Converting Many Small Files To A Sequence File In HDFS

Having a lot of small files in HDFS is not efficient for processing and also not good for NameNode metadata. This FAQ provides some common questions and answers on how to convert many small files to a larger sequence file and how to access it.

What use cases sequence file option would be better than HAR file option and What are some of the reasons for not using sequence file options?

You can use HARs if you will still need to access an included filename in the merged file independently after the archive is created (non-programmatically, i.e. via the shell or so). Otherwise, the use of SequenceFiles is recommended, as they are far more performant than HARs.

What would be the best way to convert the small XML files into sequence files?
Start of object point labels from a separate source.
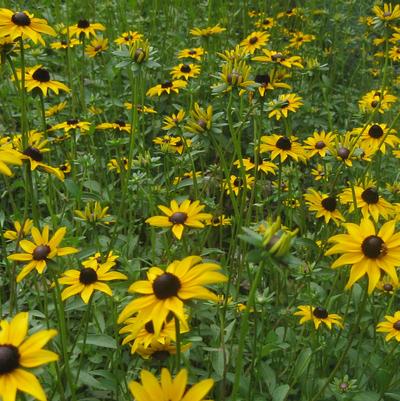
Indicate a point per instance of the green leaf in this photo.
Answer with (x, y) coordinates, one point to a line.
(100, 340)
(281, 392)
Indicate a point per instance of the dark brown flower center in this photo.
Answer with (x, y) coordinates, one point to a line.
(253, 40)
(373, 247)
(178, 218)
(21, 19)
(320, 313)
(41, 252)
(83, 24)
(375, 131)
(343, 153)
(41, 75)
(263, 79)
(166, 286)
(166, 84)
(33, 153)
(9, 358)
(370, 195)
(329, 203)
(283, 143)
(186, 68)
(88, 276)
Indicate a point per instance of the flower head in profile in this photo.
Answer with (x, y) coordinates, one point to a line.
(23, 25)
(169, 388)
(21, 230)
(391, 327)
(84, 28)
(40, 251)
(18, 352)
(177, 216)
(209, 31)
(368, 252)
(318, 315)
(167, 87)
(165, 291)
(88, 279)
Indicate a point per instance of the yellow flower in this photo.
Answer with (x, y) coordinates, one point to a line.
(42, 250)
(318, 315)
(368, 252)
(168, 388)
(20, 231)
(165, 291)
(23, 24)
(178, 216)
(209, 31)
(96, 46)
(17, 352)
(391, 326)
(89, 279)
(166, 87)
Is there a utility or a command that would do the conversion?

You can use the FileCrusher, a third-party tool for this (https://github.com/edwardcapriolo/filecrush), we offer no inbuilt tools in CDH.
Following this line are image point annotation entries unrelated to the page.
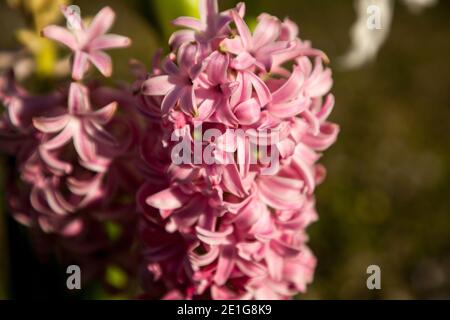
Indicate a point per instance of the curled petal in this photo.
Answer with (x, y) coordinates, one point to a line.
(248, 112)
(80, 65)
(109, 41)
(62, 35)
(105, 114)
(51, 125)
(225, 265)
(157, 86)
(168, 199)
(214, 238)
(101, 23)
(102, 62)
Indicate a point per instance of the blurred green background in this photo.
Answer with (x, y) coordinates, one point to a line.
(386, 198)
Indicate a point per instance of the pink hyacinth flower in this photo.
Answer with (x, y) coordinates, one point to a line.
(80, 124)
(88, 42)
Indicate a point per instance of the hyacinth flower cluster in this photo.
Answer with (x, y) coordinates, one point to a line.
(233, 227)
(208, 163)
(75, 154)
Can we use all tools (like hive, pig, Java, Impala, etc) on the converted sequence files?

Yes, they can still be used, but any existing scripts will need to be changed a bit to fit the new format, i.e. the script will now have to load the XML as a value from the file (with key as filename) instead of what it does normally (i.e. loads XML independently from each small file). Some transformations would thereby be required.

If I had an external hive table pointing to the xml folder, will the same table work by changing the location and store type to the sequence file?
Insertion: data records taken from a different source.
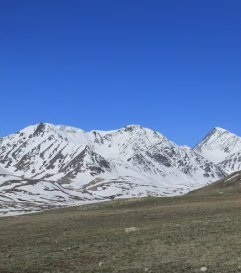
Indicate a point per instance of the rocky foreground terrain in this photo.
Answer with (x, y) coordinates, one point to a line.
(44, 165)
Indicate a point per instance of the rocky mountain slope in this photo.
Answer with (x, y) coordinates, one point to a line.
(223, 148)
(19, 195)
(227, 185)
(131, 161)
No, since the key-value structure of the file has now changed to be two strings, a key that holds the filename and a value that has the whole XML as a string. Within Hive, you would now read such a file via a different table that has only a column of string (that reads the values as keys are ignored from sequence files in Hive). The XML string (value) must then be parsed via XML UDFs and used directly or via insert to another table.

Will the key (filenames) have the original small individual xml file names? or larger merged file names?

The keys in the crushed file will include the original filename.

How do I retrieve the file names associated with a sequence file? Is there a command-line utility or do I have to write a MR program?

“hadoop fs -text” utility lets you view sequence files in text form which can be utilized to view the keys.